We then checked the rest of the hides but there was nothing much about on the tack field except for the usual Lapwings, Pintails, Canada Geese, Teals and Tufted ducks. The tide must be out and most of the natives were feeding on the mudflats. We checked Willow Hide and wasn’t disappointed when the usually secretive and shy Water rail turned up. At first, it was extremely hard to see, preferring to stay hidden in thick vegetation. It foraged for food by wading through shallows in and among tall reeds, occasionally appearing at the edge. The long, red bill probed the soft ground or shallow water for insects and seeds from the bird-feeder. Suddenly, it disappeared once more into the sanctuary of the reed-bed, showing off the white flash beneath the cocked tail, before the bird disappeared once more into the sanctuary of the reed-bed.
We headed back to Rushy Hide to see if anything turned up. The Pintails, Shelducks, Pochards, Teals and Gulls were having a siesta. A Redhank was busy foraging along the water’s sedge, hunting for insects, earthworms, molluscs and crustaceans by probing its bill into the soil and mud. As its name suggested, Redshanks' most distinctive features were their bright orange-red legs. They had a medium-length bill with an orange base to match, brown speckled back and wings and paler belly. Large numbers of Redshank fly here from Iceland to spend the winter around our coasts.
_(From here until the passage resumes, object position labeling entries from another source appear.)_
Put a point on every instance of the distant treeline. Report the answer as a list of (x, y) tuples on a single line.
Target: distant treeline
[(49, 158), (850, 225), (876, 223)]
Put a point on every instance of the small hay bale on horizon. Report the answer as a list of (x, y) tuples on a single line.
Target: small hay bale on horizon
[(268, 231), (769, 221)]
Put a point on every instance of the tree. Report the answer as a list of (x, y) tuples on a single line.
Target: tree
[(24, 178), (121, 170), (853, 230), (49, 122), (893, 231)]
After a picnic in the car-park, we made our way home. As soon as we drove across the Patch Bridge that crossed over the Gloucester and Sharpness Canal, we came across a very long, line of cars parked on both sides of the road. We crawled slowly and suddenly nearing the village, there was a massive gridlock. No one was moving. After about 20 minutes, we began to move very s-l-o-w-l-y. As we drove past the St John the Evangelist Church, I noticed "Ghostlike" sculptures in the churchyard. Since the traffic was stalled, I quickly ran out with my camera and snapped a sculpture standing silently, outside the village hall.
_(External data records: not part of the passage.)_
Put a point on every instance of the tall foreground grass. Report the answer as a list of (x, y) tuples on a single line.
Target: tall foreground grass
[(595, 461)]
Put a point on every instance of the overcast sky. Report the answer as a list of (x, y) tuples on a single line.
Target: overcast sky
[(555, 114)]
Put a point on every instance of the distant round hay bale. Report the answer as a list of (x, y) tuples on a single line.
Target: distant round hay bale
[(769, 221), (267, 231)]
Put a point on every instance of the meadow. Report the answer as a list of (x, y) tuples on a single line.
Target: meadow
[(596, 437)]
How I wished I’d seen these sculptures on the drive up but I guess, it hadn’t been installed yet. They were sculptures of life-size figures of 11 soldiers who died in World War One. Sculptor Jackie Lantelli had created them out of chicken wire, looking like ghosts and were positioned at the foot of graves of the fallen. The art installation had caught the public's imagination with its simple power, and people had flocked to the village church to see it. What a poignant tribute to mark the 100th anniversary of the end of the war for the Armistice Commemoration. There were 11 soldiers for the 11th month of the 11th day of the 11th hour.
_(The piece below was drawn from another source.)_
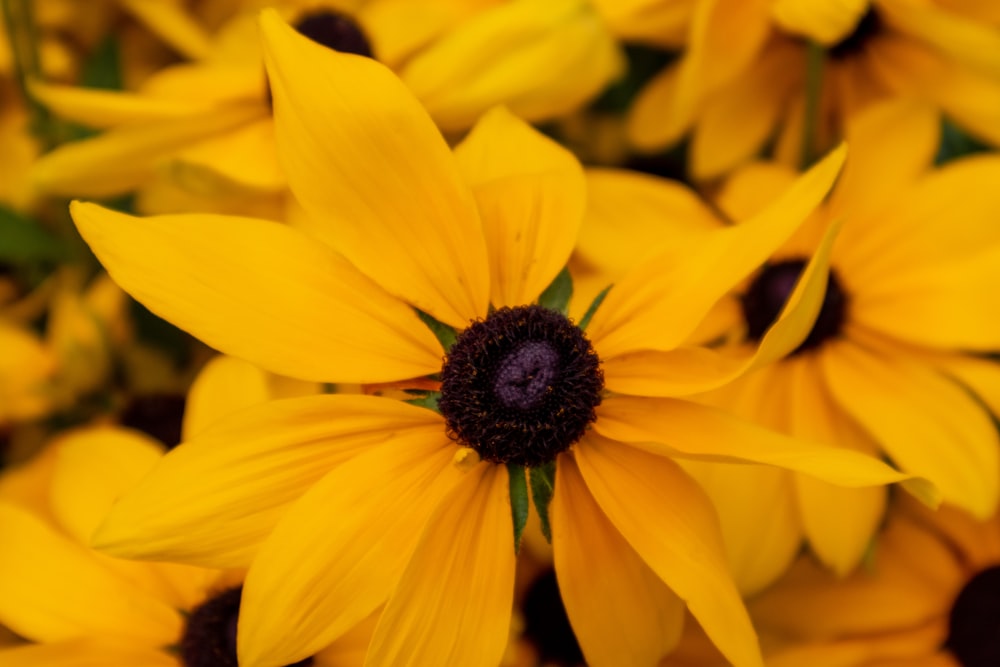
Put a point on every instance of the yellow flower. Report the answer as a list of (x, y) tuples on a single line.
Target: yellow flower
[(339, 504), (742, 80), (207, 127), (78, 606), (896, 347)]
We also attended Coventry Lord Mayor's Annual Peace Lecture given by Yasmin Alibhai-Brown at the 14th century St. Mary’s Guildhall. Located in the city's historic Cathedral Quarter, the magnificent medieval interiors and fine artworks offered a window into Coventry's glorious past, where we joined Mary, Queen of Scots, and Shakespeare on the long list of visitors to have passed through its doors. But we weren’t here to admire the surroundings. We were entertained by the Worldsong Choir as the audience took their seats. It was nearly 8 pm when the lecture started. Yasmin Alibhai-Brown, a renowned journalist and author and a well-known commentator on immigration, diversity, and multiculturalism issues. She gave a good lecture and also was marketing her latest book. We didn’t stay for coffee because it had been a long day for me.